Le sacré ne serait donc pas nécessairement ce qui se montre pleinement, mais ce qui résiste à la possession, à l’explication définitive et au regard qui voudrait tout maîtriser. Le spectateur découvre alors que regarder véritablement une œuvre suppose aussi d’accepter de ne pas la posséder.

On pourrait ainsi formuler l’une des questions les plus fécondes que suscite Le Souffle du sacré : que se passe-t-il lorsqu’une œuvre cesse d’être simplement regardée pour devenir une expérience qui nous regarde ? Le livre semble répondre que c’est peut-être dans cet instant de déstabilisation que quelque chose du sacré devient sensible.

La postface de Claude Louis-Combet apporte une troisième voix à cette rencontre. Elle accentue la dimension mystique et métaphysique de la démarche et son « exigence d’absolu ». Jean-Pierre Boulic, dans sa recension de l’ouvrage, souligne de son côté la capacité de Diaz à chercher, derrière les apparences, ce « foyer de clarté autour duquel s’ordonne toute vie ». Le lecteur, lui, est invité à entrer dans cet espace de recherche et à y inscrire sa propre expérience.

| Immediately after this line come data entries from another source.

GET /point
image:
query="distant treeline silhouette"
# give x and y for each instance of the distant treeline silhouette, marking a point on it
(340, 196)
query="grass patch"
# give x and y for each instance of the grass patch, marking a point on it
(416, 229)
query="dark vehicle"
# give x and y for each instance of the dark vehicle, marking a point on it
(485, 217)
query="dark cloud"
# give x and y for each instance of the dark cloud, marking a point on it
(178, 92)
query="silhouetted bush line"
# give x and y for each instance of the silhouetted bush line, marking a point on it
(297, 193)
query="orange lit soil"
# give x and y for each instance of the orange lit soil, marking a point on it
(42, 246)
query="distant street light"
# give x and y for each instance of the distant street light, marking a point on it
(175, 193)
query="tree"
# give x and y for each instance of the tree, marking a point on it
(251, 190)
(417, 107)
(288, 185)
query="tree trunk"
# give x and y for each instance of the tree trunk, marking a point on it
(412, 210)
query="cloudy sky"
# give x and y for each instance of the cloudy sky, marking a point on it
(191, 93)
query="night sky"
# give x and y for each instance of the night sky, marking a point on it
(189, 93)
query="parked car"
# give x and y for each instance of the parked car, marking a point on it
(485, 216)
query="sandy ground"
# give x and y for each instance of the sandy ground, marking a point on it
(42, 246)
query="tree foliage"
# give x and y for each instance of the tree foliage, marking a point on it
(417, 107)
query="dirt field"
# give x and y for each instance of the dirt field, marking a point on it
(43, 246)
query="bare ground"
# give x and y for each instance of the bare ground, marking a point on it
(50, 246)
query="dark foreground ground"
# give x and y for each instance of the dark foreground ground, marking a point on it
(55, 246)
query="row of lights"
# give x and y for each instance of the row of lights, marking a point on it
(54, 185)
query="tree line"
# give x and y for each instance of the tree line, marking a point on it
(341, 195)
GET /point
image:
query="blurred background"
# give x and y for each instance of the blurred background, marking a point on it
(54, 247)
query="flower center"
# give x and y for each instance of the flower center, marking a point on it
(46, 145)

C’est finalement ce qui me paraît le plus réussi dans Le Souffle du sacré. Le livre ne nous dit pas ce qu’est le sacré ; il crée les conditions pour que nous en éprouvions quelque chose. Il nous demande de regarder plus longtemps, de ne pas chercher immédiatement à comprendre, d’accepter l’incertitude, et il cherche à nous faire éprouver ce qui, dans l’art et dans l’homme, demeure mystérieux et inviolable.

Mais son enjeu pourrait être plus radical encore : il ne s’agit peut-être pas seulement de préserver le sacré, mais de comprendre dans quelles conditions il peut encore advenir dans une expérience esthétique contemporaine. Le sacré ne résiderait alors ni exclusivement dans le sujet représenté, ni dans la tradition religieuse à laquelle certaines images renvoient, mais dans la relation qui se noue entre une œuvre vulnérable, un regard et une conscience elle-même vulnérable.

C’est dans cet espace d’incertitude, entre présence et absence, visible et invisible, solitude et rencontre, entre l’œuvre qui se donne à voir et le regard qui accepte de se laisser atteindre, que se fait entendre le « souffle du sacré ».